How do I compute a multiclass F-score using MLJ?

I received the above question in an email.

1 Like

Here is my answer:

using MLJ # or MLJBase is enough

julia> y1 = categorical(rand("abc", 10)) # or `coerce(rand("abc", 10), Multiclass))`
10-element CategoricalArray{Char,1,UInt32}:
 'b'
 'a'
 'a'
 'a'
 'c'
 'b'
 'c'
 'c'
 'c'
 'b'

julia> y2 = categorical(rand("abc", 10))
10-element CategoricalArray{Char,1,UInt32}:
 'b'
 'c'
 'c'
 'c'
 'a'
 'b'
 'b'
 'b'
 'a'
 'c'

julia> measures("FScore")
2-element Vector{NamedTuple{(:name, :instances, :human_name, :target_scitype, :supports_weights, :supports_class_weights, :prediction_type, :orientation, :reports_each_observation, :aggregation, :is_feature_dependent, :docstring, :distribution_type), T} where T<:Tuple}:
 (name = FScore, instances = [f1score], ...)
 (name = MulticlassFScore, instances = [macro_f1score, micro_f1score, multiclass_f1score], ...)

julia> m = MulticlassFScore()
MulticlassFScore(β = 1.0,average = MLJBase.MacroAvg(),return_type = LittleDict)

julia> m(y1, y2)
0.19047619047619047

julia> macro_f1score(y1, y2)
0.19047619047619047

Here’s the docstring:

help?> MulticlassFScore
search: MulticlassFScore multiclass_f1score MulticlassFalseDiscoveryRate

  MulticlassFScore(; β=1.0, average=macro_avg, return_type=LittleDict)

  One-parameter generalization, F_β, of the F-measure or balanced F-score for multiclass
  observations.

  MulticlassFScore()(ŷ, y)
  MulticlassFScore()(ŷ, y, class_w)

  Evaluate the default score on multiclass observations, ŷ, given ground truth values, y.
  Options for average are: no_avg, macro_avg (default) and micro_avg. Options for
  return_type, applying in the no_avg case, are: LittleDict (default) or Vector. An
  optional AbstractDict, denoted class_w above, keyed on levels(y), specifies class
  weights. It applies if average=macro_avg or average=no_avg.

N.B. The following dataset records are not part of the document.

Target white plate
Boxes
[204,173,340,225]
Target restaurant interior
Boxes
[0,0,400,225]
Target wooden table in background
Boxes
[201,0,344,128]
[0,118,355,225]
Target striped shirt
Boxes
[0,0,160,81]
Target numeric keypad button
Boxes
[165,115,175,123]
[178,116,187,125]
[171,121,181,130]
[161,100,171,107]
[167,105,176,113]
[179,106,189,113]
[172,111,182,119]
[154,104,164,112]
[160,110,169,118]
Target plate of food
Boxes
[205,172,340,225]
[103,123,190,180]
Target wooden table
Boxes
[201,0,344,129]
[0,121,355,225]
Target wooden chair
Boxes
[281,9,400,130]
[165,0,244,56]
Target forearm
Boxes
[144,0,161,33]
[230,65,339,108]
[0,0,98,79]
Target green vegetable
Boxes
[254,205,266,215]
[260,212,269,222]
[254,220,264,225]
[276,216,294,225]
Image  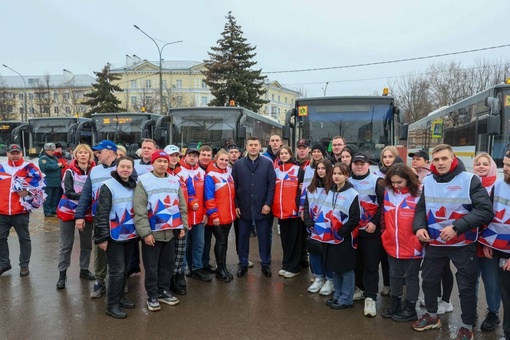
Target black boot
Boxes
[175,273,186,291]
[391,300,418,322]
[381,296,402,319]
[216,262,231,282]
[57,270,66,289]
[170,274,186,295]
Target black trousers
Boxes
[421,243,478,325]
[210,224,232,267]
[142,237,175,298]
[355,237,381,300]
[278,218,303,273]
[106,238,138,308]
[495,252,510,339]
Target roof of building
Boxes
[111,57,203,72]
[2,74,96,88]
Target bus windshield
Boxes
[29,118,76,149]
[298,103,393,161]
[172,110,240,147]
[92,113,149,146]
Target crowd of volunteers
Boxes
[0,135,510,339]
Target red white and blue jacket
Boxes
[104,178,138,242]
[204,162,236,226]
[381,188,423,259]
[423,172,476,246]
[179,159,205,229]
[0,159,46,215]
[138,172,184,232]
[479,178,510,253]
[57,159,92,222]
[271,162,302,219]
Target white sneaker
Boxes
[379,286,391,296]
[308,277,326,294]
[319,280,335,296]
[364,298,377,316]
[437,300,453,315]
[352,287,365,301]
[283,272,301,279]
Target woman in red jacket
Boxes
[381,163,423,322]
[204,149,236,282]
[271,146,304,278]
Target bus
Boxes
[407,81,510,172]
[12,117,92,157]
[91,112,162,155]
[0,120,23,156]
[285,90,406,165]
[155,106,288,151]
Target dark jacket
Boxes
[74,159,118,219]
[351,170,384,238]
[94,171,136,244]
[413,158,494,234]
[39,151,62,188]
[232,155,276,220]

  For more information, run info(MulticlassFScore).
3 Likes

To get the weighted F1 score instead of micro or macro averages, we use the class_w with class_w[i] being the proportion of the i-th class in the dataset, right? Or is there a parameter for that already e.g. like micro_avg

I believe micro averages (average=micro_avg) take into account the relative proportions of the classes, in the sense that the score can be high, even if performance for a rare class is poor. So no need to manually compute and pass class_w for that (only average=macro_avg and average=no_avg support user-specified class weights). Is that what you are after?

@ven-k may want to clarify.

The implementation details are approximately here.

1 Like

If you want to access the per class weighted FScore in the example above by @ablaom,

julia> m_no_avg = MulticlassFScore(average=no_avg)
MulticlassFScore(β = 1.0,average = MLJBase.NoAvg(),return_type = LittleDict)

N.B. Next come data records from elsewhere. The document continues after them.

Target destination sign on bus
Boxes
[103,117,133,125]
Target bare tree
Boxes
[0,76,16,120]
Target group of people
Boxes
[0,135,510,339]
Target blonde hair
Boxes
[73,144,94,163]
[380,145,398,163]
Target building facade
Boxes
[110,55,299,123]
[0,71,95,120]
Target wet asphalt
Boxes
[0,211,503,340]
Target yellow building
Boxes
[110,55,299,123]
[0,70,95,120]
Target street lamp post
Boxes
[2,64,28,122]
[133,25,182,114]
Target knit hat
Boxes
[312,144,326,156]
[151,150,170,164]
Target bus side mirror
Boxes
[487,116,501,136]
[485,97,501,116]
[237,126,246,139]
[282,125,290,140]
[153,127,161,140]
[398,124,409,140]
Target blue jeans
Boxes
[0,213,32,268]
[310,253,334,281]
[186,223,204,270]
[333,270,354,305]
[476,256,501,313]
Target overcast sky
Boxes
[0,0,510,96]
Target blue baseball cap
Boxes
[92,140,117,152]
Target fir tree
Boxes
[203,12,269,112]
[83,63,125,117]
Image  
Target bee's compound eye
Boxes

julia> class_w = LittleDict('a' => 0.1, 'b' => 0.4, 'c' => 0.5)
LittleDict{Char, Float64, Vector{Char}, Vector{Float64}} with 3 entries:
  'a' => 0.1
  'b' => 0.4
  'c' => 0.5

julia> f1_no_avg = m_no_avg(y1, y2, class_w)
LittleDict{String, Float64, Vector{String}, Vector{Float64}} with 3 entries:
  "a" => 0.06
  "b" => 0.0
  "c" => 0.0

julia> m(y1, y2, class_w)  # By default, macro_avg is used and notice that its same as mean(f1_no_avg)
0.02

MLJBase considers this family of multiclass scores to be of:

  • micro_avg → M(ulticlass)TP, MTN… are computed across classes and then the MRecall, MFScore… are computed
  • macro_avg → MTP, MTN… are computed per class and MRecall, MFScore… are also computed per class and averaged value is returned
  • no_avg → MTP, MTN… are computed per class and per class MRecall, MFScore are returned

Further the weighted scores are supported for both average=macro_avg and average=no_avg to suit our broader design of package and stay flexible (most scores return vector, as it’s convenient to check per-class values and apply aggregation if necessary).

As class info is not available with micro_avg, it’s promoted to macro_avg whenever weights are passed.

2 Likes